We spent half a million dollars electrifying the land’s entire perimeter.
The only way in or out is through the driving gate, which is controlled by the remote fobs on our key chains.
Maybe she’ll figure something out. She’s smart—smart enough to read the room, invent a bathroom need, and take off running.
I didn’t suspect anything, mostly because I was frantically trying to save my marriage.
Joe and I were both distracted over the issue, which is the only reason she found that opening.
There have been a few rare moments in the last twenty years when I have mourned the baby I gave away.
I loved her. That’s something I never told anyone, something I will never confess to Joe, no matter how long he locks me in the box for—but after her birth, the nurses wrapped her in a lilac towel and put her in my arms, and I started to cry because she was so perfect and so vulnerable and mine.
The only thing I had ever created, and the love was so scary, so big and fierce and bold, that I couldn’t take it.
I sobbed and I hugged her close and I pressed kisses all over her face, and then they were taking her away and it felt like my heart left with her.
I locked that part of me away after that.
I responded in the immature manner of a sixteen-year-old child.
I turned that love into hate and spent the next six weeks in the facility stewing over how unfair my life had become.
When the adoption paperwork was delivered, I watched my mother sign it, and another brick was added to the wall around that part of my heart.
Years later, when Reese Bishop found me and asked if I wanted to be part of Jessica’s life, I signed a new set of papers, ones that guaranteed that Reese would keep my identity from Jessica and that I would never initiate contact or reveal my maternity to her.
Once I met Joe ... as our relationship progressed .
.. I became more and more grateful for that distance, but it would be a lie if I said that I didn’t occasionally fantasize about meeting her.
Telling her. I’ve dreamed about her embracing me, us comparing strengths and weaknesses and seeing what hereditary items had passed down, if any.
That joint session made a mockery of that reveal.

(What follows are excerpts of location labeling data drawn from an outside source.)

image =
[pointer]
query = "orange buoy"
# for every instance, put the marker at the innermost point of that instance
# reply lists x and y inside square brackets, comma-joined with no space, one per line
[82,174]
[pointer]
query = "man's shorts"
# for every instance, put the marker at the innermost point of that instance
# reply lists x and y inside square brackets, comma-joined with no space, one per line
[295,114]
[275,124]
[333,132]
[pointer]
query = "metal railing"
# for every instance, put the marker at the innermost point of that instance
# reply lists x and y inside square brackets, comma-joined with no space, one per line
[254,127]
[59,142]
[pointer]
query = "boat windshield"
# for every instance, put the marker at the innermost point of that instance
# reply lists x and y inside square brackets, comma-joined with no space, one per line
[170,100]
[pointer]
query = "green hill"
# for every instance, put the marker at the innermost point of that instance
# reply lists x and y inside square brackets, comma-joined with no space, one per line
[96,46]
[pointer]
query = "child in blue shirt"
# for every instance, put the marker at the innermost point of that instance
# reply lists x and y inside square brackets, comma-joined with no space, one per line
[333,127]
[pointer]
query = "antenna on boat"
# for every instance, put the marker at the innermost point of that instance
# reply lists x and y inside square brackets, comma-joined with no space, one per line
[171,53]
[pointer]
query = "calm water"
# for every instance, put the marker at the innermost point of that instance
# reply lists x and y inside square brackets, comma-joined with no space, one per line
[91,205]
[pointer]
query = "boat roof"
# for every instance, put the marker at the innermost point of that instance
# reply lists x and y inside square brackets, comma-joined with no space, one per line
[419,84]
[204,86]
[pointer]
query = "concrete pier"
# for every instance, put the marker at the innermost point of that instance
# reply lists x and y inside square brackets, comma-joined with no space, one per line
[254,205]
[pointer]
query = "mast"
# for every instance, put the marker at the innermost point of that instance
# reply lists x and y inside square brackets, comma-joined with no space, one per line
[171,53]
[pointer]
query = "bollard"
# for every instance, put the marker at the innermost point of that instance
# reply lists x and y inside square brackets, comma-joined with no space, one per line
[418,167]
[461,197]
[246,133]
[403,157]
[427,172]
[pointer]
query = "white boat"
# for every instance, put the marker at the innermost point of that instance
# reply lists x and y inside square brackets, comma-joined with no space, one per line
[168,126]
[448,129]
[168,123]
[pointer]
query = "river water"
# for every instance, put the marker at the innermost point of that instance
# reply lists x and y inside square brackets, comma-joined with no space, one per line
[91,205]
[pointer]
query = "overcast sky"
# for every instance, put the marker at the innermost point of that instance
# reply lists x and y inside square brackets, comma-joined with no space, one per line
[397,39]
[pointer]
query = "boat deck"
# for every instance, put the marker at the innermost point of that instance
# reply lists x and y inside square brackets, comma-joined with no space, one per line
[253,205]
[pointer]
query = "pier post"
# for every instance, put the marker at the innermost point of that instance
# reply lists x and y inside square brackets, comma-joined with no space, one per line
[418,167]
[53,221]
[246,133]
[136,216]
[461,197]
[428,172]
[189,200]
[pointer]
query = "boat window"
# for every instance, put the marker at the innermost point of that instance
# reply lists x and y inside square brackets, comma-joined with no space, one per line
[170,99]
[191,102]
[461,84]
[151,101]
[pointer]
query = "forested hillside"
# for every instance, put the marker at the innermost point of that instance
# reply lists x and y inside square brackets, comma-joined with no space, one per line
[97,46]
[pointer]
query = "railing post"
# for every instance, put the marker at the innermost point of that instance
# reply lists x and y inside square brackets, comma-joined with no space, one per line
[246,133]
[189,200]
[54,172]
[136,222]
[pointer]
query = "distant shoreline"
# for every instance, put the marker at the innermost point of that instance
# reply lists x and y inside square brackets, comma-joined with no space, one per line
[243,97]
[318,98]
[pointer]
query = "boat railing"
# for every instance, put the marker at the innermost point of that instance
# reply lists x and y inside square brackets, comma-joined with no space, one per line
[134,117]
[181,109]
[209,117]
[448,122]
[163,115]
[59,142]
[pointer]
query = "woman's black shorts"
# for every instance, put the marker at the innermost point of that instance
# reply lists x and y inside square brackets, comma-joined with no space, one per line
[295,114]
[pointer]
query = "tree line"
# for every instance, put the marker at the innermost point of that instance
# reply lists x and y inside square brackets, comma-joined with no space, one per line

She didn’t even react to the news, other than to call me crazy and tell Joe that it wasn’t true.
No warm embrace. No forgiveness for abandoning her.
None of the different scenarios I had allowed myself to hope for in the rare moments that I indulged in the forbidden fantasy.
Which is fine. I deserve that. I had, after all, just tried to kill her. What had I expected? Her to rush into my arms?
Now she’s ruined as a test case for Joe.
Her knowing the truth ... seeing behind Joe’s carefully constructed curtain?
She’ll be useless for his experiments. He will find her, and he will kill her.
It’s an outcome risk for all the patients, but that’s why I’ve always chosen them so carefully.
For the most part, they are women who deserve to be test subjects, if not locked away in prison.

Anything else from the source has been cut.